E por fim, no tema que interessa nessas considerações, dispôs que:
Art. 18. A eficácia do disposto no inciso X do caput do art. 3º desta Lei fica condicionada à regulamentação em ato do Poder Executivo federal, observado que:
I – para documentos particulares, qualquer meio de comprovação da autoria, integridade e, se necessário, confidencialidade de documentos em forma eletrônica é válido, desde que escolhido de comum acordo pelas partes ou aceito pela pessoa a quem for oposto o documento; e
II – independentemente de aceitação, o processo de digitalização que empregar o uso da certificação no padrão da Infraestrutura de Chaves Públicas Brasileira (ICP-Brasil) terá garantia de integralidade, autenticidade e confidencialidade para documentos públicos e privados.

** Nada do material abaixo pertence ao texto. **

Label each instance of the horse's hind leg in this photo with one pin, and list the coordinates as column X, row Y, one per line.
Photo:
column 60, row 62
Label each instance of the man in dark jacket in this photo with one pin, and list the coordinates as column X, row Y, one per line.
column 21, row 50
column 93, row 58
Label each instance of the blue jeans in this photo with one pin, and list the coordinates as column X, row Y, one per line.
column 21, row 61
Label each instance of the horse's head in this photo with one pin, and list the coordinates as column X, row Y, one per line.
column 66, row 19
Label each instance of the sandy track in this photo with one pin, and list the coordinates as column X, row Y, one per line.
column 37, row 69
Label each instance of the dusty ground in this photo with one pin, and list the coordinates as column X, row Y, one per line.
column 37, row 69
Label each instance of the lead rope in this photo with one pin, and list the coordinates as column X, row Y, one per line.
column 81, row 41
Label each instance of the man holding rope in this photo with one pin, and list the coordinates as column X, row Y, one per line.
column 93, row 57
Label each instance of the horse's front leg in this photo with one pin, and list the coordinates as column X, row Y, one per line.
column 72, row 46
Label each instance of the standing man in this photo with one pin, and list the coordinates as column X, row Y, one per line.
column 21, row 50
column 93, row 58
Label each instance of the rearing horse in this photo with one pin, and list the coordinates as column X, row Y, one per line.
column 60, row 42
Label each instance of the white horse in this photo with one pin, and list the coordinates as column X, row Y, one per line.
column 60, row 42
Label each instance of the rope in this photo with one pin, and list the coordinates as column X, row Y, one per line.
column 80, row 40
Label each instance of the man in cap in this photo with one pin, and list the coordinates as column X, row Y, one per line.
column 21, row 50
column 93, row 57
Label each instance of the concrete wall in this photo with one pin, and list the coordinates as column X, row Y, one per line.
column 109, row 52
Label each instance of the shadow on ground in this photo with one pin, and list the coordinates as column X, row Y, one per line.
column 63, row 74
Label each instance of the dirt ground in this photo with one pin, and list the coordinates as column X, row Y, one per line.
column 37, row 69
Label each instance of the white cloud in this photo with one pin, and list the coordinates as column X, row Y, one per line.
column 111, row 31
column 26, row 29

Pois bem, a regulamentação do inciso X do caput do art. 3º e do art. 18 da Lei nº 13.874, bem como, do art. 2º-A da Lei nº 12.682/2012, deu-se pelo Decreto n º 10.278, de 18 de março de 2020[6], que estabeleceu a técnica e os requisitos para a digitalização de documentos públicos ou privados, a fim de que os documentos digitalizados produzam os mesmos efeitos legais dos documentos originais, aplicando-se no âmbito dos documentos físicos digitalizados que sejam produzidos: I – por pessoas jurídicas de direito público interno, ainda que envolva relações com particulares; e II – por pessoas jurídicas de direito privado ou por pessoas naturais para comprovação perante: a) pessoas jurídicas de direito público interno; ou b) outras pessoas jurídicas de direito privado ou outras pessoas naturais, não se aplicando tão somente a documentos: nato-digitais, referentes às operações e transações realizadas no sistema financeiro nacional; documentos em microfilme; documentos audiovisuais; documentos de identificação; e documentos de porte obrigatório.
Importa ressaltar que mencionado decreto, estabeleceu conceitos aos vocábulos, de forma que não haja dubiedade no enquadramento dos documentos, da seguinte forma:
Art. 3º Para fins do disposto neste Decreto, considera-se:
I – documento digitalizado – representante digital do processo de digitalização do documento físico e seus metadados;
II – metadados – dados estruturados que permitem classificar, descrever e gerenciar documentos;
III – documento público – documentos produzidos ou recebidos por pessoas jurídicas de direito público interno ou por entidades privadas encarregadas da gestão de serviços públicos; e (negritei)
IV – integridade – estado dos documentos que não foram corrompidos ou alterados de forma não autorizada.
Estabeleceu ainda, as regras gerais da digitalização que envolvam entidades públicas e particulares:
Art. 4º Os procedimentos e as tecnologias utilizados na digitalização de documentos físicos devem assegurar:
I – a integridade e a confiabilidade do documento digitalizado;
II – a rastreabilidade e a auditabilidade dos procedimentos empregados;
III – o emprego dos padrões técnicos de digitalização para garantir a qualidade da imagem, da legibilidade e do uso do documento digitalizado;
IV – a confidencialidade, quando aplicável; e
V – a interoperabilidade entre sistemas informatizados.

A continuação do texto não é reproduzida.